Currently, the clean energy policy discourse in Africa is politically perpetuated by governments, whereas the practical implementation is mostly driven by the civil society and private sector. This means policy implementation is dominated by market based mechanisms, which limits access for most poor people who lack the financing options to benefit from the market instruments.  For example, insights drawn from the inception phase of the Transformative pathways to sustainability project  under the African Sustainability Hub- hosted at ACTS, illuminate this challenge. The project already raises concerns that even emerging business models deemed to be pro-poor e.g. the mobile enabled payments for solar, are still far from achieving inclusive clean energy for all especially the poorest in Africa.   Not surprisingly, even in situations where governments have made some efforts to implement clean energy e.g.  the geothermal and wind sectors in Kenya, interest has remained on national economic development, with no clear institutional pathways for channeling benefits to the poor or similar investment in developing renewable energy systems for household level consumption.  

Fortunately enough, most African governments have enacted policies which emphasise public participation and inclusivity both in clean energy and other sectors. The big question however remains whether these policies are truly open spaces for participation. Indeed emerging regimes restricting civil activities within various African countries e.g. the Kenyan NGO Coordination Council Board and Uganda’s National Bureau for NGOs contest the notion of inclusivity which is being anticipated in these policies.    

What role can African research and policy institutions play in transforming growth of African economies?  

African research institutions have a key role to play in this transformative agenda. These institutions provide a bridge to domesticate global energy frameworks and technologies into national and local policy and socioeconomic contexts. While global discourse and aspirations through the post-2015 SDGs and the Paris Agreement are now becoming priorities for African Governments, operationalizing these global policies is often cumbersome and challenging for governments. African think tanks, such as the African Centre for Technology Studies, have a large role to play in helping to provide research and policy advice on how to domesticate these global agreements.

In environments characterized by sectoral competition and path dependencies in resource governance, pan-African research institutions are expected to provide independent and objective support to national policy processes.  They can do this through conducting research that involves all stakeholders to generate research evidence on the best practices, policy options, and implementation pathways.

This way, African research institutions can provide  global, national and local policy players with evidence on best practices, possible barriers and success factors that are critical in sustainable energy transformation. African research institutions can also play a role through capacity building for policymakers, communities, civil society and private sector that can increase capacities, foster attitude change and create partnerships thus support transformation.
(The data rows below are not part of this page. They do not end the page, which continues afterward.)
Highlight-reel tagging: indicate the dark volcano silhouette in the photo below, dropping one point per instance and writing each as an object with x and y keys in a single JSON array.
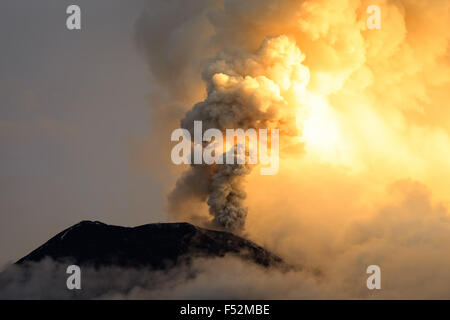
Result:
[{"x": 156, "y": 246}]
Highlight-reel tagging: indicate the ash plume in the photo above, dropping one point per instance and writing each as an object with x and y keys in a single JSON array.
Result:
[{"x": 244, "y": 91}]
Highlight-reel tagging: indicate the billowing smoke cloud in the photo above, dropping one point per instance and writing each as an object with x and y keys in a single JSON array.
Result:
[
  {"x": 375, "y": 111},
  {"x": 243, "y": 91}
]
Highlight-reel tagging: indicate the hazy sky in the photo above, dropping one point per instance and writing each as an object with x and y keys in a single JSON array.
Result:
[{"x": 70, "y": 103}]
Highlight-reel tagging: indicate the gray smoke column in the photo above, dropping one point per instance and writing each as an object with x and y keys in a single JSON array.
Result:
[{"x": 244, "y": 90}]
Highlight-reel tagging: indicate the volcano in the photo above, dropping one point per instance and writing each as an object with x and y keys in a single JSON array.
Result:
[{"x": 155, "y": 246}]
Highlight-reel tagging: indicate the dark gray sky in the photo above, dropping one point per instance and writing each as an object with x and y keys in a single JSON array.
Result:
[{"x": 70, "y": 103}]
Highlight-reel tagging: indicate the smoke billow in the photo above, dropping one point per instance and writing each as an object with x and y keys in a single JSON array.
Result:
[
  {"x": 370, "y": 106},
  {"x": 244, "y": 91}
]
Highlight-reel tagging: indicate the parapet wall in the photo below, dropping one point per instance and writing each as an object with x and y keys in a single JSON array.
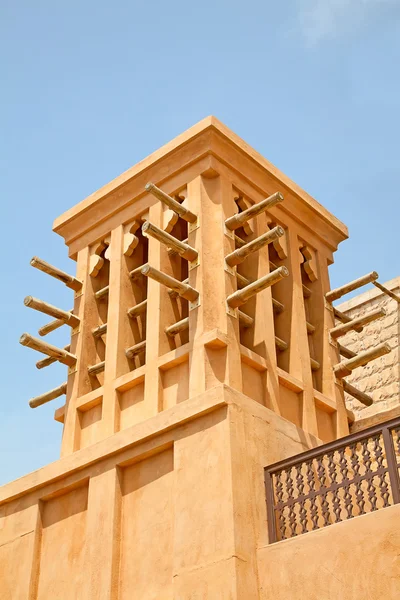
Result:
[{"x": 380, "y": 379}]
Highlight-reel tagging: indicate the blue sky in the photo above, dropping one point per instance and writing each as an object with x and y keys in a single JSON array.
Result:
[{"x": 90, "y": 88}]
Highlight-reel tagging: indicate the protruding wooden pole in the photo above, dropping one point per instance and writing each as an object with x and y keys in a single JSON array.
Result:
[
  {"x": 344, "y": 318},
  {"x": 315, "y": 365},
  {"x": 100, "y": 330},
  {"x": 182, "y": 289},
  {"x": 342, "y": 329},
  {"x": 46, "y": 362},
  {"x": 357, "y": 394},
  {"x": 346, "y": 352},
  {"x": 96, "y": 369},
  {"x": 177, "y": 327},
  {"x": 386, "y": 291},
  {"x": 181, "y": 248},
  {"x": 136, "y": 310},
  {"x": 53, "y": 311},
  {"x": 69, "y": 280},
  {"x": 171, "y": 203},
  {"x": 245, "y": 320},
  {"x": 347, "y": 366},
  {"x": 238, "y": 256},
  {"x": 349, "y": 287},
  {"x": 48, "y": 396},
  {"x": 281, "y": 345},
  {"x": 61, "y": 355},
  {"x": 136, "y": 349},
  {"x": 102, "y": 294},
  {"x": 238, "y": 220},
  {"x": 241, "y": 296},
  {"x": 136, "y": 273},
  {"x": 49, "y": 327}
]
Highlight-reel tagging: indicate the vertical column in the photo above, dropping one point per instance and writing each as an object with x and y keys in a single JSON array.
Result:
[
  {"x": 115, "y": 321},
  {"x": 331, "y": 387},
  {"x": 154, "y": 320},
  {"x": 212, "y": 200},
  {"x": 299, "y": 364},
  {"x": 102, "y": 536},
  {"x": 261, "y": 337},
  {"x": 79, "y": 374}
]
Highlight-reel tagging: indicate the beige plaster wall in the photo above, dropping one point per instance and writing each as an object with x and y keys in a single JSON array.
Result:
[
  {"x": 380, "y": 378},
  {"x": 352, "y": 560},
  {"x": 174, "y": 507}
]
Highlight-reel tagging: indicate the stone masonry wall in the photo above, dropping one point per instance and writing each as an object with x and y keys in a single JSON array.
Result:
[{"x": 380, "y": 378}]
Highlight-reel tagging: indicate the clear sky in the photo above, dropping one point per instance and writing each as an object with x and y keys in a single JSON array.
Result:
[{"x": 90, "y": 88}]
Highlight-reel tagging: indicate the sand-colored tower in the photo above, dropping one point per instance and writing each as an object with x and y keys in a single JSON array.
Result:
[{"x": 200, "y": 353}]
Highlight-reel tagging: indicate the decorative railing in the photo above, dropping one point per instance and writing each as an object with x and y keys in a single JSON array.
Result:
[{"x": 346, "y": 478}]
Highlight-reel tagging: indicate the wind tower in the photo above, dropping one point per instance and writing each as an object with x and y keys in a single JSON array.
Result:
[{"x": 204, "y": 346}]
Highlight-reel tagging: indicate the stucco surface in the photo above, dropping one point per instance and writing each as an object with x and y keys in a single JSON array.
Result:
[{"x": 353, "y": 560}]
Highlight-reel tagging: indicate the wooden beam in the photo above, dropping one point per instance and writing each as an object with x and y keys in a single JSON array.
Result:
[
  {"x": 347, "y": 366},
  {"x": 386, "y": 291},
  {"x": 177, "y": 327},
  {"x": 343, "y": 318},
  {"x": 280, "y": 344},
  {"x": 52, "y": 326},
  {"x": 346, "y": 352},
  {"x": 183, "y": 212},
  {"x": 239, "y": 242},
  {"x": 238, "y": 256},
  {"x": 344, "y": 328},
  {"x": 53, "y": 311},
  {"x": 277, "y": 306},
  {"x": 99, "y": 330},
  {"x": 96, "y": 369},
  {"x": 245, "y": 320},
  {"x": 136, "y": 273},
  {"x": 314, "y": 364},
  {"x": 136, "y": 349},
  {"x": 184, "y": 250},
  {"x": 357, "y": 394},
  {"x": 242, "y": 296},
  {"x": 69, "y": 280},
  {"x": 61, "y": 355},
  {"x": 136, "y": 310},
  {"x": 46, "y": 362},
  {"x": 102, "y": 294},
  {"x": 242, "y": 281},
  {"x": 310, "y": 328},
  {"x": 182, "y": 289},
  {"x": 238, "y": 220},
  {"x": 48, "y": 396},
  {"x": 350, "y": 287}
]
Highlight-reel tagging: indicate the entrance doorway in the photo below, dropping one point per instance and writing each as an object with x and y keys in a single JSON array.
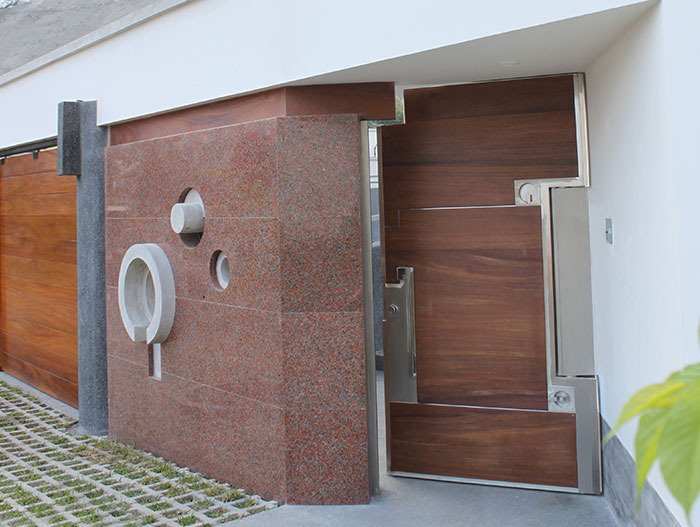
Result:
[{"x": 488, "y": 353}]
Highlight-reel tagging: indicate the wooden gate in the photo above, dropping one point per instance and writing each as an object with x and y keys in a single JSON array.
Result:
[{"x": 38, "y": 283}]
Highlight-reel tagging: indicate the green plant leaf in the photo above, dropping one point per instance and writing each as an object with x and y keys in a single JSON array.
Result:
[
  {"x": 652, "y": 396},
  {"x": 679, "y": 449},
  {"x": 646, "y": 443}
]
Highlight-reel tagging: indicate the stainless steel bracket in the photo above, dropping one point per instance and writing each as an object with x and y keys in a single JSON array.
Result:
[{"x": 400, "y": 338}]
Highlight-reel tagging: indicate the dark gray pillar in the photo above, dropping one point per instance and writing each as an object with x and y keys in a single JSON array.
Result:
[{"x": 81, "y": 145}]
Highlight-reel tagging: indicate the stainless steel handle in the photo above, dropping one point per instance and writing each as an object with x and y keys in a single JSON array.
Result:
[{"x": 400, "y": 337}]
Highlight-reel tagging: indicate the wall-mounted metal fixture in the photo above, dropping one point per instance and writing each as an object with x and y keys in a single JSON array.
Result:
[
  {"x": 527, "y": 193},
  {"x": 399, "y": 328}
]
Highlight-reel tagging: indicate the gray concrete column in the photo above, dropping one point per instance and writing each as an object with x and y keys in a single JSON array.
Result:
[{"x": 81, "y": 145}]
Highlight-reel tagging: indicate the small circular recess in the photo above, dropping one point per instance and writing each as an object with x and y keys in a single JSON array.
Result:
[
  {"x": 220, "y": 270},
  {"x": 187, "y": 217},
  {"x": 146, "y": 293}
]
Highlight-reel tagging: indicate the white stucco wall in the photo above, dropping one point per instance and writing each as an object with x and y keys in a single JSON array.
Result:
[
  {"x": 643, "y": 140},
  {"x": 209, "y": 49}
]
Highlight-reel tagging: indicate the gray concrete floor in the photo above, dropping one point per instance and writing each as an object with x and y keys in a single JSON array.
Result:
[{"x": 412, "y": 502}]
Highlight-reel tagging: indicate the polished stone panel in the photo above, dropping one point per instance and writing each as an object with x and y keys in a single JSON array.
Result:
[{"x": 263, "y": 383}]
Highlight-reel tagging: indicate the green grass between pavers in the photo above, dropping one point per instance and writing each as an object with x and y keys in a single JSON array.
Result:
[{"x": 60, "y": 478}]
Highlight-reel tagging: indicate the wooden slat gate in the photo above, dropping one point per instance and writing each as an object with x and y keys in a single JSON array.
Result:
[{"x": 38, "y": 289}]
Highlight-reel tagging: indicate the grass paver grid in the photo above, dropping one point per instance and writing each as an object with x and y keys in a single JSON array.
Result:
[{"x": 49, "y": 477}]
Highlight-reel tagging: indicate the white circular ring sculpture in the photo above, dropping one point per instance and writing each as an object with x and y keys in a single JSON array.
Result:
[
  {"x": 223, "y": 270},
  {"x": 188, "y": 217},
  {"x": 146, "y": 293}
]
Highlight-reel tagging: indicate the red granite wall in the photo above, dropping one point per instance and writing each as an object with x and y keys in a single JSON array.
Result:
[{"x": 263, "y": 383}]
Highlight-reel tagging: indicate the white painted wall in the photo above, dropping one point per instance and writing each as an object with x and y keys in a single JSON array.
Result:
[
  {"x": 209, "y": 49},
  {"x": 644, "y": 139}
]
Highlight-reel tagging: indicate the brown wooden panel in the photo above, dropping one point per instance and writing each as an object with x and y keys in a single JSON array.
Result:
[
  {"x": 57, "y": 273},
  {"x": 41, "y": 313},
  {"x": 473, "y": 161},
  {"x": 370, "y": 101},
  {"x": 545, "y": 94},
  {"x": 43, "y": 183},
  {"x": 56, "y": 342},
  {"x": 483, "y": 443},
  {"x": 39, "y": 248},
  {"x": 479, "y": 303},
  {"x": 41, "y": 379},
  {"x": 59, "y": 365},
  {"x": 39, "y": 205},
  {"x": 38, "y": 295},
  {"x": 26, "y": 164},
  {"x": 465, "y": 145},
  {"x": 41, "y": 292},
  {"x": 56, "y": 227}
]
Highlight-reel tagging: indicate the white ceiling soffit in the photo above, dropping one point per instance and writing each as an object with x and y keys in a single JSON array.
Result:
[{"x": 570, "y": 45}]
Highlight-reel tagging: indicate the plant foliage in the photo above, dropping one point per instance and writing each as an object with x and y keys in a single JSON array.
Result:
[{"x": 669, "y": 430}]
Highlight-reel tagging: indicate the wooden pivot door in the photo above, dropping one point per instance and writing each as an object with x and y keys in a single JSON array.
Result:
[
  {"x": 38, "y": 277},
  {"x": 488, "y": 361}
]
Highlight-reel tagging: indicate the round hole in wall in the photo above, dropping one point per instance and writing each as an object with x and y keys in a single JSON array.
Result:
[
  {"x": 187, "y": 217},
  {"x": 146, "y": 293},
  {"x": 139, "y": 293},
  {"x": 220, "y": 270}
]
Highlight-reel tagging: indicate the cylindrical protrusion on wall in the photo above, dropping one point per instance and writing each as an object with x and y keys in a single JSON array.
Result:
[{"x": 187, "y": 218}]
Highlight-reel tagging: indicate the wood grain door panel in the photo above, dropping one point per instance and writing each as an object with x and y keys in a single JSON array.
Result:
[
  {"x": 479, "y": 304},
  {"x": 38, "y": 295},
  {"x": 531, "y": 447},
  {"x": 448, "y": 211}
]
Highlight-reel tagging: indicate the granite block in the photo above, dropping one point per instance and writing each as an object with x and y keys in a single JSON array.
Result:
[
  {"x": 263, "y": 383},
  {"x": 119, "y": 344},
  {"x": 242, "y": 440},
  {"x": 247, "y": 447},
  {"x": 251, "y": 245},
  {"x": 232, "y": 167},
  {"x": 321, "y": 264},
  {"x": 319, "y": 165},
  {"x": 234, "y": 350},
  {"x": 327, "y": 347},
  {"x": 327, "y": 456}
]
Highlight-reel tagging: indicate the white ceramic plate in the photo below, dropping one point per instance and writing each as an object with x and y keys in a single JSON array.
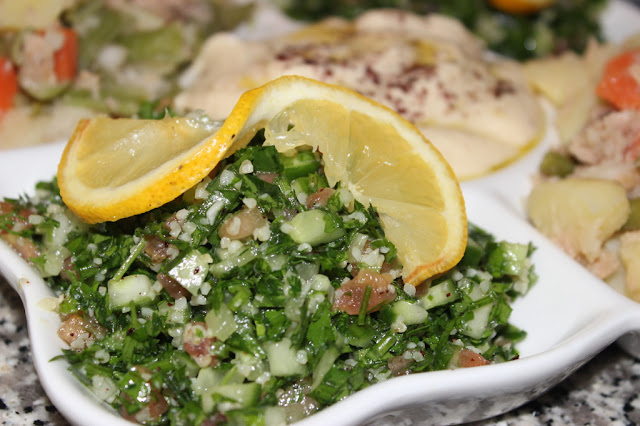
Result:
[{"x": 569, "y": 315}]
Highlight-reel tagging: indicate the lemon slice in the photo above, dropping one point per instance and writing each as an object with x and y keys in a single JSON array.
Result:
[
  {"x": 521, "y": 6},
  {"x": 114, "y": 168}
]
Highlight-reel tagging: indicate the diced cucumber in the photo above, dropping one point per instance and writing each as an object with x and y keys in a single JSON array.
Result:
[
  {"x": 314, "y": 227},
  {"x": 233, "y": 261},
  {"x": 472, "y": 254},
  {"x": 283, "y": 360},
  {"x": 136, "y": 289},
  {"x": 208, "y": 378},
  {"x": 411, "y": 313},
  {"x": 301, "y": 164},
  {"x": 508, "y": 259},
  {"x": 221, "y": 322},
  {"x": 244, "y": 394},
  {"x": 404, "y": 312},
  {"x": 439, "y": 294},
  {"x": 476, "y": 327},
  {"x": 473, "y": 289},
  {"x": 177, "y": 312},
  {"x": 324, "y": 365}
]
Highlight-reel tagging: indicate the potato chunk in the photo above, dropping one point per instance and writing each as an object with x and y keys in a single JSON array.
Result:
[
  {"x": 579, "y": 214},
  {"x": 630, "y": 254}
]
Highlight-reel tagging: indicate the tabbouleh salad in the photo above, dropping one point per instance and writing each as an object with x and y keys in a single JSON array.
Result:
[{"x": 259, "y": 297}]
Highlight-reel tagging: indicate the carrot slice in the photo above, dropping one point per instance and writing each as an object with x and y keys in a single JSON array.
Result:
[
  {"x": 66, "y": 58},
  {"x": 8, "y": 85},
  {"x": 620, "y": 82}
]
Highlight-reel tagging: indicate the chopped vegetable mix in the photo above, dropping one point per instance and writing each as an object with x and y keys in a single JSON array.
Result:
[{"x": 258, "y": 297}]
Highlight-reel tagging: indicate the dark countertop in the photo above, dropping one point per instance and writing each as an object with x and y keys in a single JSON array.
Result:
[{"x": 606, "y": 391}]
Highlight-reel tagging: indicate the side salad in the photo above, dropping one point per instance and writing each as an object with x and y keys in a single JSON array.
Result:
[
  {"x": 550, "y": 27},
  {"x": 258, "y": 297}
]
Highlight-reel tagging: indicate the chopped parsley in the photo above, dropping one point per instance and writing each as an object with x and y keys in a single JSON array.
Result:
[{"x": 258, "y": 297}]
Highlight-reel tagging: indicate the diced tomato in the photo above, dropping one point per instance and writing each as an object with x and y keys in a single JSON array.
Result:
[
  {"x": 8, "y": 85},
  {"x": 620, "y": 82},
  {"x": 349, "y": 296},
  {"x": 66, "y": 58}
]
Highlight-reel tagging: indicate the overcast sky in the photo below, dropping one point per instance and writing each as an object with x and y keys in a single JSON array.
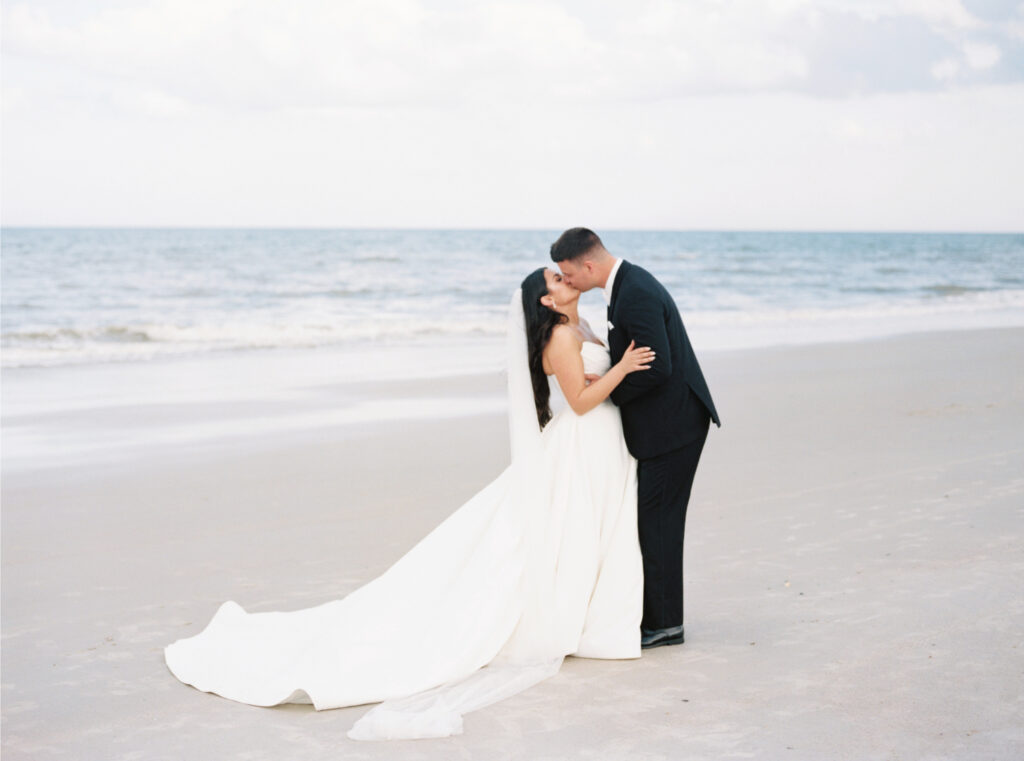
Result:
[{"x": 744, "y": 115}]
The aforementioned role of African institutions can thrive better with partnership with international partners. International research and development partners have for a long time played a key role in supporting clean and sustainable energy for all, through research, capacity building and/or financial support. This important role can be enhanced through strengthening strategic collaboration with African institutions in a manner that leverages mutual benefits. International partners could also stand to benefit from knowledge of African institutions concerning the African context while from these international partners, African institutions can draw lessons and expertise transformative  approaches to tackling Africa’s sustainable development challenges. Emerging international partnerships such as the Africa Sustainability Hub are proving to be useful platforms for long term research collaboration and capacity building that recognise that transformation to clean and sustainable energy is a long term undertaking, dependent on a set of transformative research and policy skills.